Однако данная идея лишает силы только тезис о принципиальной невозможности обоснования норм. По сути, в видоизмененной форме она повторяет давно известный аргумент против скептиков, согласно которому вступающий в дискуссию о справедливости тех или иных явлений уже признает наличие объективного идеала справедливости; но теперь лишь указывается, что участник дискуссии хоть и может отрицать наличие идеала, но, тем не менее, даже в этом случае признает, по крайней мере, некоторые процедурные правила. Все это, однако, еще не снимает с нас обязанности привести аргументы в поддержку своей моральной позиции, чтобы она могла считаться соответствующей принципу универсализации: правила дискурса - это необходимая предпосылка, а не собственно вывод, это нормы аргументации, а не моральные нормы, последние же пока что нуждаются в обосновании (нормы дискурса необходимы de facto, а не вследствие их трансцендентальной природы, т.е. не в смысле философии Канта). По мнению Хабермаса, сказанное, по крайней мере, решает проблему поиска общих «последних принципов», каковыми оказываются принципы дискурса [2. C. 129]. Но очевидно, что когда лица вступают в дискурс, они по прежнему сталкиваются с проблемой обоснования своих моральных интуиций перед другими, с точки зрения правила универсализации, и должны искать для этого убедительные основания.

Хабермас указывает на неразрешимость вопроса о том, что является убедительным аргументом. «Убедительность» может быть оценена только в процессе дискурса. Это означает, что, апеллируя к принципу универсализации, люди, по большому счету, никогда не могут быть до конца уверенными в том, что их точка зрения лучше соответствует принципу универсализации, чем точки зрения других людей. Хабермас указывает, что тот, кто вступает в дискурс, косвенно признает правило универсализации, т.е. оно имплицитно содержится в правиле дискурса (или, по крайней мере, неизбежно выводится в ходе него). Но данный вывод не спасает от ситуации, когда участник дискурса отрицает саму возможность согласия относительно универсального правила справедливости, и доказывает именно этот тезис.

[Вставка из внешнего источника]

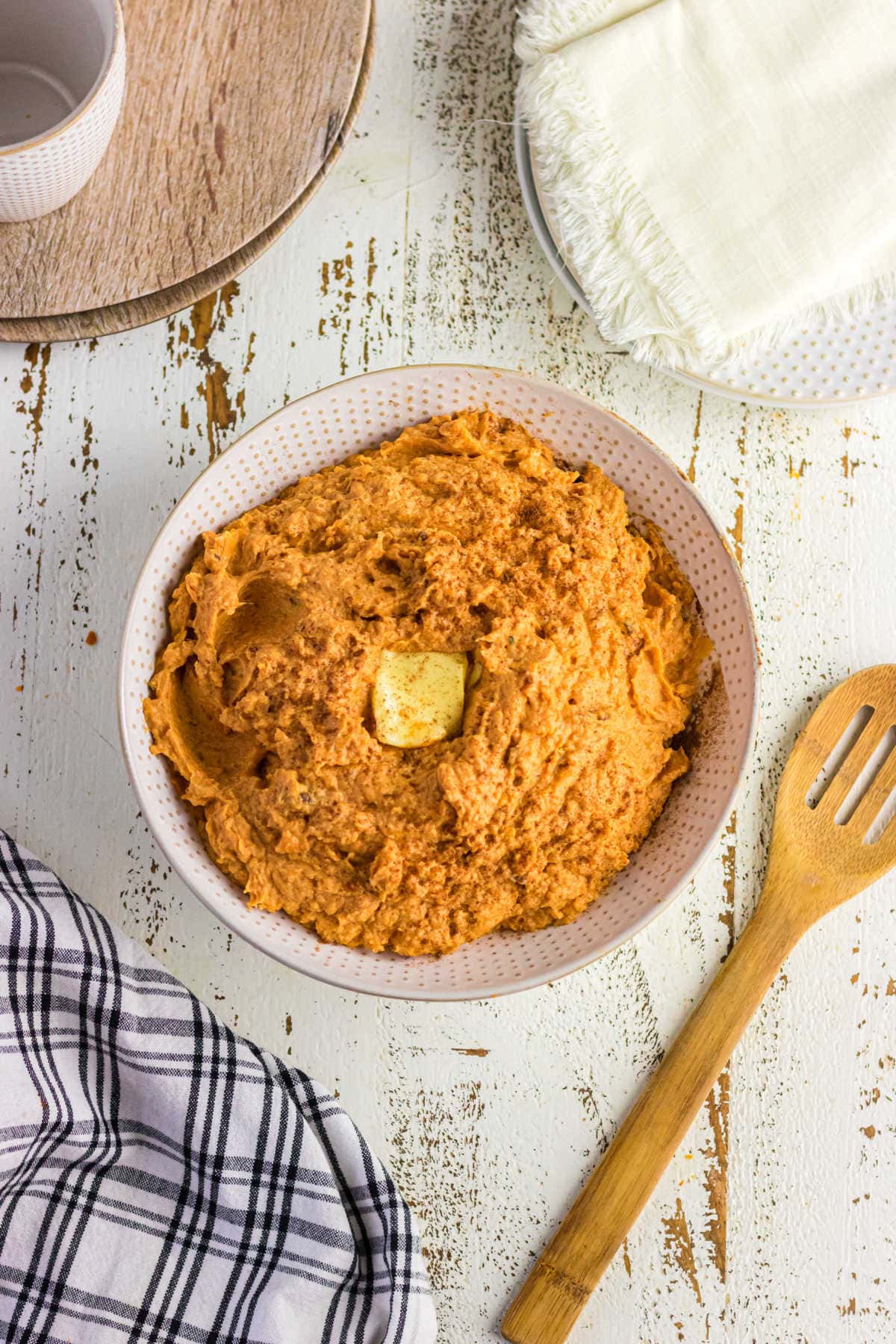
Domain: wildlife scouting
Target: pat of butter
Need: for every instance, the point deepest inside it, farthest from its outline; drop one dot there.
(418, 698)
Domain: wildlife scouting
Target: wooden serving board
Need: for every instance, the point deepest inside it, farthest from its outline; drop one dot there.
(234, 112)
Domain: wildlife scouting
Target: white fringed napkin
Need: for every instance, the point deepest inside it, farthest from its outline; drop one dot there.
(718, 172)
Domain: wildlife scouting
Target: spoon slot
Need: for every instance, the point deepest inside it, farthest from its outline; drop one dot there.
(837, 759)
(865, 781)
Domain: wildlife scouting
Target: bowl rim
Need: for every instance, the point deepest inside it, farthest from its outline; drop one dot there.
(116, 43)
(448, 994)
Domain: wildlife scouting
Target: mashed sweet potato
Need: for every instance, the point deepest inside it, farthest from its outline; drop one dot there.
(462, 535)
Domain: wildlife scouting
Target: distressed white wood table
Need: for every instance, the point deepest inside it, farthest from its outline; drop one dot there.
(775, 1222)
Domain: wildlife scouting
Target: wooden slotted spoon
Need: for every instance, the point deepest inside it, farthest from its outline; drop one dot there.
(818, 858)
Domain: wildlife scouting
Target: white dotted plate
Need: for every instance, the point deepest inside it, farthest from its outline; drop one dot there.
(324, 428)
(824, 366)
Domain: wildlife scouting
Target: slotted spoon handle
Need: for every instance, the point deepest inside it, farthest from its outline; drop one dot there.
(568, 1269)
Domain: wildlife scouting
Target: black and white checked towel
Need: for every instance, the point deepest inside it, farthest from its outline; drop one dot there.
(163, 1180)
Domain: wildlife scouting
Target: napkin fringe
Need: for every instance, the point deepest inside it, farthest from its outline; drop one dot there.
(630, 273)
(547, 25)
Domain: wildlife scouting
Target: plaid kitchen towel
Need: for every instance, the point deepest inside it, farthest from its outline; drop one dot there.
(161, 1179)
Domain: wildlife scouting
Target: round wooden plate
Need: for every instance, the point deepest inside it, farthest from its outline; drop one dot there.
(234, 113)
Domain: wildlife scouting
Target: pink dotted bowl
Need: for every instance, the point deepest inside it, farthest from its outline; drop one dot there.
(321, 429)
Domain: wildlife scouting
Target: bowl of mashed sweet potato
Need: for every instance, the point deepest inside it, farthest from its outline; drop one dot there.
(440, 683)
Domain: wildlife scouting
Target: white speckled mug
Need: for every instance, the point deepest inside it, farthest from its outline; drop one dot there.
(62, 78)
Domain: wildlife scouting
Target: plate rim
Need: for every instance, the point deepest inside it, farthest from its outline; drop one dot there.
(445, 994)
(134, 314)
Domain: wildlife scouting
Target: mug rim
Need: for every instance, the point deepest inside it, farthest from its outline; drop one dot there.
(87, 102)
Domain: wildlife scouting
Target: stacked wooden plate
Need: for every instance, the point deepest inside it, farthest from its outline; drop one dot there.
(234, 112)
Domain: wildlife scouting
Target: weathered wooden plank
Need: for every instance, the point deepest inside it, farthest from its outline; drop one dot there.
(491, 1115)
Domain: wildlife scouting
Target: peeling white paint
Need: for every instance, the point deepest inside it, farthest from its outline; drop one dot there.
(491, 1115)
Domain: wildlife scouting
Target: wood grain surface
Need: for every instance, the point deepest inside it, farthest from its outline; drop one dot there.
(775, 1221)
(231, 111)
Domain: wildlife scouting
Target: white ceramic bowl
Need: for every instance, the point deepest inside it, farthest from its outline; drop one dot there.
(321, 429)
(62, 80)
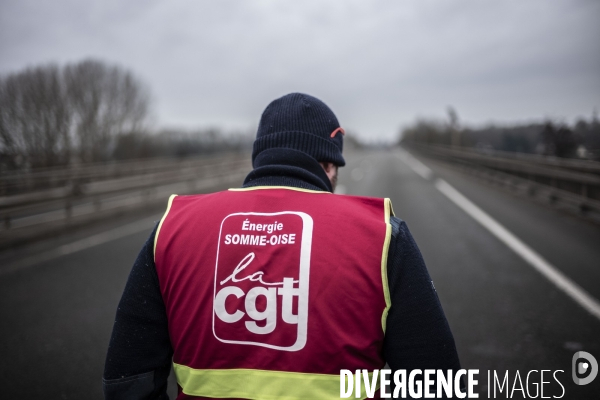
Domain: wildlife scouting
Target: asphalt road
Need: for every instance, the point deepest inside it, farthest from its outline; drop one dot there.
(58, 298)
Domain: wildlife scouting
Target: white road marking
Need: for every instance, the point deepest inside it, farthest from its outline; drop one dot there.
(549, 271)
(414, 164)
(104, 237)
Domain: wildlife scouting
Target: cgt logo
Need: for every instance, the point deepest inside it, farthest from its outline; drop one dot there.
(584, 363)
(261, 280)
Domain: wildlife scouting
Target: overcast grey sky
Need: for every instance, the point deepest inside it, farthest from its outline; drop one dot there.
(377, 64)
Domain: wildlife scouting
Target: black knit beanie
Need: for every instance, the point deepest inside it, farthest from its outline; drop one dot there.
(304, 123)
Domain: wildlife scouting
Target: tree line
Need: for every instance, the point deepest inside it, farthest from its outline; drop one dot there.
(86, 112)
(51, 115)
(550, 138)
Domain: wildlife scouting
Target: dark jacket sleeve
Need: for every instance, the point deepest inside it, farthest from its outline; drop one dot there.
(417, 333)
(139, 355)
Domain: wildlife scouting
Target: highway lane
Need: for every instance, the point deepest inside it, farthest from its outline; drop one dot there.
(57, 314)
(504, 314)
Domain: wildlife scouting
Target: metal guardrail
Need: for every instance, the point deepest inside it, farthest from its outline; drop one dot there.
(107, 193)
(574, 183)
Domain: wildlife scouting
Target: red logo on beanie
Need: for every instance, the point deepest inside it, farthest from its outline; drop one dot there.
(340, 129)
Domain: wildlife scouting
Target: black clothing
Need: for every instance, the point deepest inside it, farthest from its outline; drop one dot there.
(417, 333)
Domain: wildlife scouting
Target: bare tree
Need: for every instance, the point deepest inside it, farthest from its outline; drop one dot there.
(50, 114)
(106, 102)
(34, 118)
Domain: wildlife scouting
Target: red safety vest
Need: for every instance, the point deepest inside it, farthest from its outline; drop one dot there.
(271, 291)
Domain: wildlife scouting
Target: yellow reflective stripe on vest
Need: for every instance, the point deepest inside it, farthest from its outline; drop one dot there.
(258, 384)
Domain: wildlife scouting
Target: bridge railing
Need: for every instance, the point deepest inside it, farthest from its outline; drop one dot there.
(70, 197)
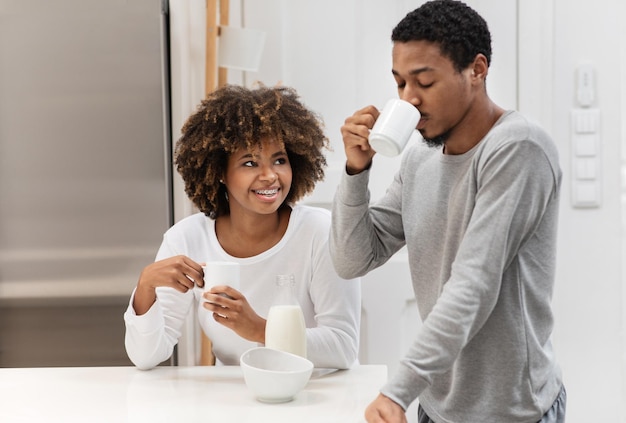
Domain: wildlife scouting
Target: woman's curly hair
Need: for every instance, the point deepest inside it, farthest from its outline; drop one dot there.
(460, 31)
(235, 117)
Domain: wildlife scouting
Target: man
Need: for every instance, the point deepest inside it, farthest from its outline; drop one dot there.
(476, 206)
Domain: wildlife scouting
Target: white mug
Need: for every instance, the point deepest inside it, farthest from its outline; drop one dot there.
(394, 127)
(221, 273)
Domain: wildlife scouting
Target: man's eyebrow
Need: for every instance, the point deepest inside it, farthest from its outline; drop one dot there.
(414, 71)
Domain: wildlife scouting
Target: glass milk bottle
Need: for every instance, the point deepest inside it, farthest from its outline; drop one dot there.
(285, 329)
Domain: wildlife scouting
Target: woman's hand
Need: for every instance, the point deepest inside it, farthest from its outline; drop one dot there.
(231, 309)
(179, 272)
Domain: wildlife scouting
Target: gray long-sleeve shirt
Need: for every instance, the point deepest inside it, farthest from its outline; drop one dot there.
(480, 230)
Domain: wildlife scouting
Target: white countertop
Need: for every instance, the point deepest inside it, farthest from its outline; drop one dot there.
(178, 394)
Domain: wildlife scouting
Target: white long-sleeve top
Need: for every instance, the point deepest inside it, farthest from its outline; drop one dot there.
(330, 304)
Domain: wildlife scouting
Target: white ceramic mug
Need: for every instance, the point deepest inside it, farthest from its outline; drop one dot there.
(221, 273)
(394, 127)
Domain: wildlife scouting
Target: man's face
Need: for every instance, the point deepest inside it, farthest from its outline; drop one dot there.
(429, 81)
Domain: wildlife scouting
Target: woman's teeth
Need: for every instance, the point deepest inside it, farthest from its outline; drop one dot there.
(267, 192)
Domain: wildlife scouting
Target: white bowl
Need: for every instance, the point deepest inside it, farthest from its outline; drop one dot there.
(273, 375)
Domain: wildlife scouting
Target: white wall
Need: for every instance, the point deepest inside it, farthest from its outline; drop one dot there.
(337, 55)
(558, 36)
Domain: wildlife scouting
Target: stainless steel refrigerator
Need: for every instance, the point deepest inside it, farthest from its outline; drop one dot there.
(85, 182)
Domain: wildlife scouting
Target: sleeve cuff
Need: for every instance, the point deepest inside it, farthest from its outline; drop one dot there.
(149, 322)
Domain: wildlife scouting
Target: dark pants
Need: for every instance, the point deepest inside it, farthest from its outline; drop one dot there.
(556, 413)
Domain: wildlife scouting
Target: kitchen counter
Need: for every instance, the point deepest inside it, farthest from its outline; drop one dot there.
(172, 394)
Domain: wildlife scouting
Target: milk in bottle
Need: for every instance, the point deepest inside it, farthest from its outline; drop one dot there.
(285, 329)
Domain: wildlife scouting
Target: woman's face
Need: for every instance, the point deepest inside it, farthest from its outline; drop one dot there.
(258, 181)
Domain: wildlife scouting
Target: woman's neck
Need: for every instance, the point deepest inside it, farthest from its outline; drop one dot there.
(242, 235)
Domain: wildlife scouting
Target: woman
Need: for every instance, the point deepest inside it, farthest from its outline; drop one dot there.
(246, 157)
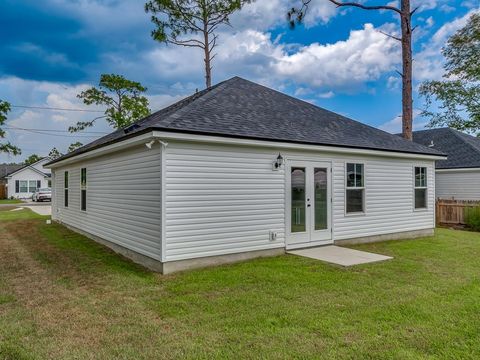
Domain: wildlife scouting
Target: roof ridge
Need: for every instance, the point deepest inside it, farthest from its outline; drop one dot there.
(202, 96)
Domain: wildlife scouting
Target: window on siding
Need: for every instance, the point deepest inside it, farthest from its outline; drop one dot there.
(23, 186)
(355, 189)
(420, 187)
(83, 189)
(65, 186)
(32, 186)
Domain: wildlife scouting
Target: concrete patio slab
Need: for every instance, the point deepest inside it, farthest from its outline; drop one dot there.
(44, 210)
(340, 255)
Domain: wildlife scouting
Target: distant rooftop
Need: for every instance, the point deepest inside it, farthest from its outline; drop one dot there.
(463, 150)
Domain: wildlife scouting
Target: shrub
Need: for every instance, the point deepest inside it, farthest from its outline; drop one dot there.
(472, 218)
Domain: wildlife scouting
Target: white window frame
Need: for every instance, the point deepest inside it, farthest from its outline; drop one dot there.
(356, 213)
(415, 187)
(83, 187)
(20, 186)
(66, 189)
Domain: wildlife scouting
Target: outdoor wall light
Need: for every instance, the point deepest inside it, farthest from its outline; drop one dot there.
(277, 165)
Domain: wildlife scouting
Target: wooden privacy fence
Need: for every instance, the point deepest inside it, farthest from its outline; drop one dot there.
(452, 212)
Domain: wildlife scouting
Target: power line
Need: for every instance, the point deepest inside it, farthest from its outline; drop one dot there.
(52, 130)
(55, 108)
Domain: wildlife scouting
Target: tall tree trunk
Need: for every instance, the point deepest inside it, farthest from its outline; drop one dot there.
(407, 102)
(208, 68)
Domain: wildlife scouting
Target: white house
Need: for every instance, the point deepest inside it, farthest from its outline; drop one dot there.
(238, 171)
(458, 177)
(22, 183)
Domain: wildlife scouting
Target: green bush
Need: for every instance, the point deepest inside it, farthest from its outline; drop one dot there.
(472, 218)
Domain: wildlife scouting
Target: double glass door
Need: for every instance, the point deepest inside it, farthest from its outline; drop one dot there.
(309, 194)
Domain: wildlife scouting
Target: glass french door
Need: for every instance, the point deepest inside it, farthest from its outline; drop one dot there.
(309, 202)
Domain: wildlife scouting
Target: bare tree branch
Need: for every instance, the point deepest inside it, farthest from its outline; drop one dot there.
(390, 36)
(365, 7)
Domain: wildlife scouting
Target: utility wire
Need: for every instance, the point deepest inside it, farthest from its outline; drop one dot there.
(55, 109)
(59, 135)
(52, 130)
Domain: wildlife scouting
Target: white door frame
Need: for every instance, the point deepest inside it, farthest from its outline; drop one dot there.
(310, 237)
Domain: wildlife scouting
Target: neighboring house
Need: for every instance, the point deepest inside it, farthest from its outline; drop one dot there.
(458, 177)
(22, 182)
(4, 170)
(238, 171)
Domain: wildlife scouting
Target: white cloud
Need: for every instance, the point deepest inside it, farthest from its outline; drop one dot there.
(345, 65)
(53, 95)
(394, 126)
(263, 15)
(428, 63)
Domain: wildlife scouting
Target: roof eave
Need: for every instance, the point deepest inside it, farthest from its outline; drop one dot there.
(179, 134)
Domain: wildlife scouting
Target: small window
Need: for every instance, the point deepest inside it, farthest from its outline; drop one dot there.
(83, 189)
(355, 189)
(65, 186)
(32, 186)
(420, 187)
(23, 186)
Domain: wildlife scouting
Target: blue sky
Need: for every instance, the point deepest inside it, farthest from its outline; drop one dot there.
(53, 49)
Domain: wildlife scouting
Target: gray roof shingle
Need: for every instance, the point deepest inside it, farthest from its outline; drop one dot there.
(243, 109)
(463, 150)
(6, 169)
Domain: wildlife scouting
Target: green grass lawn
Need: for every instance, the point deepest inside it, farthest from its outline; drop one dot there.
(64, 296)
(10, 201)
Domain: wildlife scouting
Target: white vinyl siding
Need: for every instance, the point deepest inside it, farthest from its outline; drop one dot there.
(389, 205)
(460, 185)
(123, 199)
(221, 200)
(226, 199)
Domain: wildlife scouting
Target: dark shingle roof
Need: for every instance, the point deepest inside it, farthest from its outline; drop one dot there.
(241, 108)
(463, 150)
(6, 169)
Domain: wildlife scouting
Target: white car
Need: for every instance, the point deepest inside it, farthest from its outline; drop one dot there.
(43, 194)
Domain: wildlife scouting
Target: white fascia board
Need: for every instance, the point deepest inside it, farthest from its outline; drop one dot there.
(458, 170)
(29, 167)
(121, 145)
(166, 135)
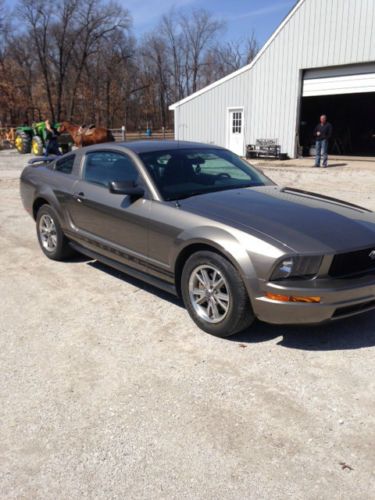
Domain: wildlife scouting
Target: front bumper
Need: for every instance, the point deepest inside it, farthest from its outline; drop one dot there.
(339, 299)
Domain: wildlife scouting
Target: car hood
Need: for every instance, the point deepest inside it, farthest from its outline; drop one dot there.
(305, 222)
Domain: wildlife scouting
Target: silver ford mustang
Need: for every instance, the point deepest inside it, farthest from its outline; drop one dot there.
(199, 222)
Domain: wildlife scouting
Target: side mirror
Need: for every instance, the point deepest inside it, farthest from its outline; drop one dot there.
(126, 188)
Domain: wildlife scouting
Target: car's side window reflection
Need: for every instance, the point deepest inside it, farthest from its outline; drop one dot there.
(102, 167)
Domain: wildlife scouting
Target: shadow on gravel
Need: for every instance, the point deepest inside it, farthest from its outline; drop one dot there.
(353, 333)
(330, 165)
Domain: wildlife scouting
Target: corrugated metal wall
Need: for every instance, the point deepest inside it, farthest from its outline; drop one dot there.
(320, 33)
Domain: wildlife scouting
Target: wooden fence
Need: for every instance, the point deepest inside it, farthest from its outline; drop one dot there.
(120, 135)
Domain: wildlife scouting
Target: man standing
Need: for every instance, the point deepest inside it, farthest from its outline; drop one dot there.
(322, 133)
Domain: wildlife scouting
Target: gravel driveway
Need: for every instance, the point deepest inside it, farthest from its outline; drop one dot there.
(108, 389)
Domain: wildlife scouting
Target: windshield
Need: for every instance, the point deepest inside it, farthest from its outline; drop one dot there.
(181, 173)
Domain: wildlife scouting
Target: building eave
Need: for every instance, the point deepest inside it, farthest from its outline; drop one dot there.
(226, 78)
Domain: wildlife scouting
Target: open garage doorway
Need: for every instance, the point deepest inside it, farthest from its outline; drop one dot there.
(353, 120)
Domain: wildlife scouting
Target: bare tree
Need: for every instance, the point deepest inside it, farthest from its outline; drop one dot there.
(200, 31)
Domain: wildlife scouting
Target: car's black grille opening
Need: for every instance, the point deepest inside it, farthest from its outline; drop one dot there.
(353, 264)
(343, 311)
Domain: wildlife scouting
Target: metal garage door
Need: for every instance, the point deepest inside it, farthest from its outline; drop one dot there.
(355, 79)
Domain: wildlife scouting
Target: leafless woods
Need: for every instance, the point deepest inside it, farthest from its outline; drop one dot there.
(81, 60)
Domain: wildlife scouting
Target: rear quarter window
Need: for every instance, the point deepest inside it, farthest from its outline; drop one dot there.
(65, 165)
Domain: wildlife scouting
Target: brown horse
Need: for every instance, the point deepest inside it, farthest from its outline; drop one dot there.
(85, 136)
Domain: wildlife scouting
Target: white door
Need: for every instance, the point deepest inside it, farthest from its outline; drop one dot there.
(235, 131)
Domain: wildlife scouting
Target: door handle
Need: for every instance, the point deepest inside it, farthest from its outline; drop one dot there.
(78, 196)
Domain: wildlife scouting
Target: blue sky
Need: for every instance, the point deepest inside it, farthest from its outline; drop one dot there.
(241, 16)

Короче говоря, теоретически может сложиться ситуация, когда результатом дискурса, в котором его участники аргументируют по правилу универсализации, является консенсус лишь относительно невозможности найти объективно справедливое (убедительное для всех) решение, т.е. этический релятивизм, согласие относительно отсутствия универсального идеала справедливости. Конечно, стремление последовательного скептика развенчать все наши надежды (т.е. его утверждение, что нет никаких моральных тезисов, которые могли бы убедить каждого) - это лишь пустой демарш: скептик сам заставляет себя молчать. Но не означает ли сказанное, что нам остается лишь постулировать нравственный идеал? Критики Хабермаса решают эту проблему постулированием приоритета принципа универсализации перед принципом дискурса. Так, О. Хёффе пишет: «Согласие всех заинтересованных лиц могут получить лишь те нормы, которые в строгом смысле способны к обобщению. Следовательно, критерий морали не в дискурсе, а в том правиле аргументации, которое Хабермас сам признает в качестве морального принципа, хотя бы только в качестве посреднического - в принципе универсализации. Согласно логике легитимации способность обобщения имеет приоритет перед дискурсом» [4.

S. 377]. При таких обстоятельствах центральный тезис о необходимости коммуникации и «социальной перспективы» теряет свой вес.

Более того, Хабермас сам замечает, что точные правила дискурса, которые признает и скептик, пытающийся вступить с нами в дискуссию, являются лишь нашими допущениями (реконструкциями интуиций относительно дискурса), которые могут проясняться с течением времени, поэтому даже правила дискурса не являются окончательными [2. C. 148-154]. С этих позиций он возражает Апелю, который возвел правила дискурса в трансцендентальный (независимый от опыта) идеал. По мнению Хабермаса, дискурс о правилах дискурса обусловлен исторической ситуацией так же, как и другие виды дискурсов, поэтому его нельзя рассматривать в качестве метадискурса. Во всяком случае, он не имеет приоритетной значимости перед другими дискурсами. Но если так, то и сами правила дискурса, а не только конкретные этические воззрения, оказываются относительными. Если мы не можем быть до конца уверенными в том, что правильно (независимо от своей культуры) понимаем и эксплицируем правила дискурса, то в этике дискурса вообще не остается никакой опоры. Как представляется, правила дискурса (по Апелю, дискурс характеризуется свободой от принуждения, абсолютным равноправием, а также открытостью [5. C. 44], Хабермас дополнительно акцентирует внимание на искренности участников [6. S. 132]) все же следует понимать как априорные, вне зависимости от несовершенства конкретных исторически обусловленных формулировок. Иначе не будет «перформативного противоречия» при отказе следовать конкретным правилам дискурса, не будет определено и само понятие дискурса, а ориентация на фактически укорененные в обществе правила дискурса ведет к смешению противопоставляемых самим Хабермасом фактичности и значимости.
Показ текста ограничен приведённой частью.